Once inside, SmudgedSerpent exfiltrated:

  • Microsoft credentials

  • Policy research documents

  • Email correspondence and notes

  • Session tokens for continuous access

  • Potential contact network mapping data

This was espionage, not financial extortion.


Phase 3: The Serpent Coils and Watches 


The campaign did not seek disruption.

It sought long-term, silent visibility.

SmudgedSerpent’s behavior aligns with prior Iran-aligned intelligence clusters such as:

  • TA455 (Smoke Sandstorm / UNC1549)

  • TA453 (Charming Kitten / Mint Sandstorm)

  • TA450 (MuddyWater / Mango Sandstorm)

But SmudgedSerpent demonstrates refinement:

  • More precise target selection

  • Higher-quality impersonation tradecraft

  • Greater comfort maintaining dialogue over time

This reflects an evolution in Iran’s cyber-espionage capability, shifting from broad credential harvesting toward strategic policy intelligence collection.


Phase 4: The Serpent’s Tracks Are Subtle, But Not Invisible 


Defending against SmudgedSerpent requires recognizing the human layer of the intrusion.

This is not a malware-first attack.

It is relationship-first.

Thus, technical controls must be paired with diplomatic awareness inside research and academic settings.

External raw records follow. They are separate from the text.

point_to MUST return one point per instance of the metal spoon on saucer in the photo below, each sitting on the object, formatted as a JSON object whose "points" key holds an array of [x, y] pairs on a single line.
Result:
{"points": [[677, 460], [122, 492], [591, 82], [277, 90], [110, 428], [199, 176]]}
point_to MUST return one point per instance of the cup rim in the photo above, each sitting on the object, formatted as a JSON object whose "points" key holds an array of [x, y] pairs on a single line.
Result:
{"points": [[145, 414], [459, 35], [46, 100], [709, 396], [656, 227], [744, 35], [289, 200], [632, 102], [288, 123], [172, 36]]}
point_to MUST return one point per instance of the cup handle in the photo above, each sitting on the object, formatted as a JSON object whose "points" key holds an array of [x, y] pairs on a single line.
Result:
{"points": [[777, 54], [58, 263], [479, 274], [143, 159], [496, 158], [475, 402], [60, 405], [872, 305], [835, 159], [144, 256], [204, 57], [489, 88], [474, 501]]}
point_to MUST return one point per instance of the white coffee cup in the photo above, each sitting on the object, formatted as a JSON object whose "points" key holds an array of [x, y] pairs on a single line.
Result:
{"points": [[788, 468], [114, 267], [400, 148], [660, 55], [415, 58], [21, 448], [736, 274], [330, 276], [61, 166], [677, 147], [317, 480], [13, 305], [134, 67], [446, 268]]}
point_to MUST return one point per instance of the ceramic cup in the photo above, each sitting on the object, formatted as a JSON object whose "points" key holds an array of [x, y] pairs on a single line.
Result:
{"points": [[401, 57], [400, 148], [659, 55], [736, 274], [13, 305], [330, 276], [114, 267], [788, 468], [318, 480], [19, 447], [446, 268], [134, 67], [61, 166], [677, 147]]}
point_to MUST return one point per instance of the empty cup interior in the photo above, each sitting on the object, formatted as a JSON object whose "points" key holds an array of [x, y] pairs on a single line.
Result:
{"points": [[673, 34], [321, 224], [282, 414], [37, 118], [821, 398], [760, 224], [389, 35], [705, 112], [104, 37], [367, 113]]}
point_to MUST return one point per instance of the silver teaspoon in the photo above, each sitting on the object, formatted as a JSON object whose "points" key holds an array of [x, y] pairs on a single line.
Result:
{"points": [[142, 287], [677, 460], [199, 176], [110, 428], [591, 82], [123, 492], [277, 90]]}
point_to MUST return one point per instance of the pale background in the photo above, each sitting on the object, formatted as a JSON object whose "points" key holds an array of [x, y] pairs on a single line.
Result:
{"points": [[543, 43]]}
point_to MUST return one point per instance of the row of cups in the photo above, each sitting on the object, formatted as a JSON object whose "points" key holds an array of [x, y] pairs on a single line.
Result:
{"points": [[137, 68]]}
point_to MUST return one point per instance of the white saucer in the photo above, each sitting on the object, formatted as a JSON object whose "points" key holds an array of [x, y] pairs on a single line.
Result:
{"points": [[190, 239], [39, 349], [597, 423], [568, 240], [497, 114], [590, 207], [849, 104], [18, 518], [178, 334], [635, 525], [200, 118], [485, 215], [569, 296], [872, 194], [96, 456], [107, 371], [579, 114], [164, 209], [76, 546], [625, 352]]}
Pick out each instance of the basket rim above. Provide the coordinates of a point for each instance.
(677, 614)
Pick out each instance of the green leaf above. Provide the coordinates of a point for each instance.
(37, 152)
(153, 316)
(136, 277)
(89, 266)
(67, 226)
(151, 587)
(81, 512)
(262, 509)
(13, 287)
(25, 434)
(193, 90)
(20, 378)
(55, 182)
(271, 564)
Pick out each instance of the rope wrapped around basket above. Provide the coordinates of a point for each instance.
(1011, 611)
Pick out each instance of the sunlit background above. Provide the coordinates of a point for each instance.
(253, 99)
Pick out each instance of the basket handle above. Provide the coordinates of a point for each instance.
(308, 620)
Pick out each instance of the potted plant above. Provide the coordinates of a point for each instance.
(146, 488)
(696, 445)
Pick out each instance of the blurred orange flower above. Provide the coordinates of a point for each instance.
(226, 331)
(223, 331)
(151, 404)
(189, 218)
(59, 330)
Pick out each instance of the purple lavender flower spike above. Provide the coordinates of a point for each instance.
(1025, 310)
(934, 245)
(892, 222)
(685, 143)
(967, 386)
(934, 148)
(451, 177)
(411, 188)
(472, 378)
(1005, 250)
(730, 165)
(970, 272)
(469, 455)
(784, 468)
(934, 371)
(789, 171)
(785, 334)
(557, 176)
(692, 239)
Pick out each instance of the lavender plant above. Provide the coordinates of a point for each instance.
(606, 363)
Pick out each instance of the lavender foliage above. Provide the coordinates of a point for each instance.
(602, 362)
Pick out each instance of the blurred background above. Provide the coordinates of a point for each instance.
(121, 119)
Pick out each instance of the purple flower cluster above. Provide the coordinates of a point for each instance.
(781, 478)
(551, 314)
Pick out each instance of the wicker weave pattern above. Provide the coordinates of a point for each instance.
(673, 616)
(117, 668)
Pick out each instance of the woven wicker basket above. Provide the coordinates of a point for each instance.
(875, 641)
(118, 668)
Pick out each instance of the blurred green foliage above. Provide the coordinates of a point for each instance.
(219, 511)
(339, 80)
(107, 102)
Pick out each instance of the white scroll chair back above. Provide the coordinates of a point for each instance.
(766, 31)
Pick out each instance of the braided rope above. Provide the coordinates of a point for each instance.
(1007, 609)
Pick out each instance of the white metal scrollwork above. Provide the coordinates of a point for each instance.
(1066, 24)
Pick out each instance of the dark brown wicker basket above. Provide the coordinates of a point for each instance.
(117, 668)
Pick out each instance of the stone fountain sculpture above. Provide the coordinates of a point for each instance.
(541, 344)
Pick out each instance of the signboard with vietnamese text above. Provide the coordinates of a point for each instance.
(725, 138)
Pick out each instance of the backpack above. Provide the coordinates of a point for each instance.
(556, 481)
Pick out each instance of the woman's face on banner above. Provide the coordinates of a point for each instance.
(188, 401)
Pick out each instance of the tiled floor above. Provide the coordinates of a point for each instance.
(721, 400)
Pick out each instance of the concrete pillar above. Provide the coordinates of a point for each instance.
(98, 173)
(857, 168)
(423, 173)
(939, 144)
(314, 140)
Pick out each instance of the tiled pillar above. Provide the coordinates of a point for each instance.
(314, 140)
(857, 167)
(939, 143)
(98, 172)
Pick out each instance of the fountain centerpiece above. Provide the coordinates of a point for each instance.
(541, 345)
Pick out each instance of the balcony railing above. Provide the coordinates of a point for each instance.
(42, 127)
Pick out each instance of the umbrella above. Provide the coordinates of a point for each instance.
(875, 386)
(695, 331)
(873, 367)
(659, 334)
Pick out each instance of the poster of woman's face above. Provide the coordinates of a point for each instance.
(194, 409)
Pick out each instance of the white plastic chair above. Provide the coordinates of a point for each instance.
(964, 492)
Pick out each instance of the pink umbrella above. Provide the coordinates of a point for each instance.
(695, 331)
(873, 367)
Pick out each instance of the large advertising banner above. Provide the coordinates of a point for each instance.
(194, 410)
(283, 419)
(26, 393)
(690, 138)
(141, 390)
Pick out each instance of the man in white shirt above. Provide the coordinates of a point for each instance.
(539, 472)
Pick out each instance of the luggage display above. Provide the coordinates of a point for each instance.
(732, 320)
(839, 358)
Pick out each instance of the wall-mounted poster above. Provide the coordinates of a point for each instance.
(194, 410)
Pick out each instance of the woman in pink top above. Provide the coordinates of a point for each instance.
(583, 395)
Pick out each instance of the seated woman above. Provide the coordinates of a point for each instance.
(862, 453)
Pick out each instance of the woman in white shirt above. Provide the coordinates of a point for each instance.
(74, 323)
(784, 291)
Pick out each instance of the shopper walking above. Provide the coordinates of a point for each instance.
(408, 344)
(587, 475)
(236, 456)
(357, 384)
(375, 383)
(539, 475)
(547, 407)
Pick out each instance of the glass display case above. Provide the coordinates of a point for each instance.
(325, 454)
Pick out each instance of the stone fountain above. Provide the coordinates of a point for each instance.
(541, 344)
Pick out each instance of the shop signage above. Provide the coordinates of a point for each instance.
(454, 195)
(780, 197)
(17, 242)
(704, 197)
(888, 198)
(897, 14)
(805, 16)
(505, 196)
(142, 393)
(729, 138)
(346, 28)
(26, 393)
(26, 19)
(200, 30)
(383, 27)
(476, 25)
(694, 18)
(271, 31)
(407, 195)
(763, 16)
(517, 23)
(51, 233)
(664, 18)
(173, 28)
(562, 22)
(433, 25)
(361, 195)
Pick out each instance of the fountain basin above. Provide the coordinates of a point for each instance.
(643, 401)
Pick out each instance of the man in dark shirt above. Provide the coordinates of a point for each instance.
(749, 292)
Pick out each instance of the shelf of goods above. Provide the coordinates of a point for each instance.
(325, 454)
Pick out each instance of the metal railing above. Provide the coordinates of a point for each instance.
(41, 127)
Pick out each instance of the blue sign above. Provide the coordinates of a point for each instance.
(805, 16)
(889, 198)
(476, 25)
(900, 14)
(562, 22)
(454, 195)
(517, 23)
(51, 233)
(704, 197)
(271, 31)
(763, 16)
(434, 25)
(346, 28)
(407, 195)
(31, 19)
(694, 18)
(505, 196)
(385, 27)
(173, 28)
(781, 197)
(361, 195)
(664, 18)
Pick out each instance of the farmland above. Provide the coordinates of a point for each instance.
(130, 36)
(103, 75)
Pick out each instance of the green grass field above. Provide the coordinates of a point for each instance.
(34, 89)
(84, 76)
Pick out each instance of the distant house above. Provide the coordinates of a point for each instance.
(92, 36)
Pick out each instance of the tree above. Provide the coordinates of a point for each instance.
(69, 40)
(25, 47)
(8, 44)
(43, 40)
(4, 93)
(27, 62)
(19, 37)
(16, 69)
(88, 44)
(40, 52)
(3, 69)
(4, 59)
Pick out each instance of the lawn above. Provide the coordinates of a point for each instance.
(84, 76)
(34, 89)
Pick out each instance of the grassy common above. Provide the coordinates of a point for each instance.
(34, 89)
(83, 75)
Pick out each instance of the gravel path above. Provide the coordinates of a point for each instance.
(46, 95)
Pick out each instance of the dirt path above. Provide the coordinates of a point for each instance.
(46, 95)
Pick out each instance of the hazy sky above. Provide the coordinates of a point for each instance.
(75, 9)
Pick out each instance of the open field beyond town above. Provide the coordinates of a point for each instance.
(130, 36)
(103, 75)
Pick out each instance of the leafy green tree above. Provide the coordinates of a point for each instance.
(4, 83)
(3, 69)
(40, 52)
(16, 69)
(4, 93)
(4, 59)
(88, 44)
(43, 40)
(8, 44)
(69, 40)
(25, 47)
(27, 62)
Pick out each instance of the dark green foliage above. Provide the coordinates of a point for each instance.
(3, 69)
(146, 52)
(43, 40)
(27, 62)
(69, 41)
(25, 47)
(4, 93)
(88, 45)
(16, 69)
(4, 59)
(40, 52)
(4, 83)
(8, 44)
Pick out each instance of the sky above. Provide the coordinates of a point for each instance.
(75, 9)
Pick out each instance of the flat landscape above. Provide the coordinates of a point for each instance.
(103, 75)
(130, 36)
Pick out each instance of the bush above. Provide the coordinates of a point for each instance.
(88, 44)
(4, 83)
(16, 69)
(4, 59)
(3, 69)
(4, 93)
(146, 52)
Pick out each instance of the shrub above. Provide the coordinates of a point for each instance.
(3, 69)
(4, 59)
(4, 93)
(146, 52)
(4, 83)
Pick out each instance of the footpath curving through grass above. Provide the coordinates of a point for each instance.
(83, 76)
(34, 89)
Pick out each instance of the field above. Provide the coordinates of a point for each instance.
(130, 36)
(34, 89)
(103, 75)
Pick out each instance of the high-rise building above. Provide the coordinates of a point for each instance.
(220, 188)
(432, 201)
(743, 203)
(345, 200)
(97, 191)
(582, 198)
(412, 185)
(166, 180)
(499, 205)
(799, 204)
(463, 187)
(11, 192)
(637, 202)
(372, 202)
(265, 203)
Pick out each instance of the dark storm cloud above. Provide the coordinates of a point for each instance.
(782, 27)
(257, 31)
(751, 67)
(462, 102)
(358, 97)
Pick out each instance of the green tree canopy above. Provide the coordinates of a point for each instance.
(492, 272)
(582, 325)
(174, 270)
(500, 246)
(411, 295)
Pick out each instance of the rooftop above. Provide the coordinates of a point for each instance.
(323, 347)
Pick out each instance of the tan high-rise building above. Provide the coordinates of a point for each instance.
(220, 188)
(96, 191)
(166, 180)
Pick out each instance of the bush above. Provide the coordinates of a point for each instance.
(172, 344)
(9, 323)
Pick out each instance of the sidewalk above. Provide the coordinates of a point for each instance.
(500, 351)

Defensive Measures (The Snake Trap)


While the body of the blog avoids bullet points, the mitigation phase traditionally uses them, so we maintain that structure:

  • Verify sender identity on unsolicited research or collaboration emails

  • Require MFA for all Microsoft and cloud accounts

  • Monitor browser-based login flows and unusual authentication locations

  • Restrict or alert on RMM tool installation and execution

  • Use EDR/XDR to detect beaconing and remote-control sessions

  • Train research staff to recognize conversational phishing


SmudgedSerpent is not a one-off intrusion.


It is a method, and the method works because the academic and policy ecosystem relies on:


  • Trust

  • Collegial exchange

  • Shared intellectual purpose


The serpent knows this and it will return, refined and patient, to environments where ideas move more freely than credentials. The defense, therefore, must be equally aware:


Security culture must become part of research culture. Until then, the serpent waits.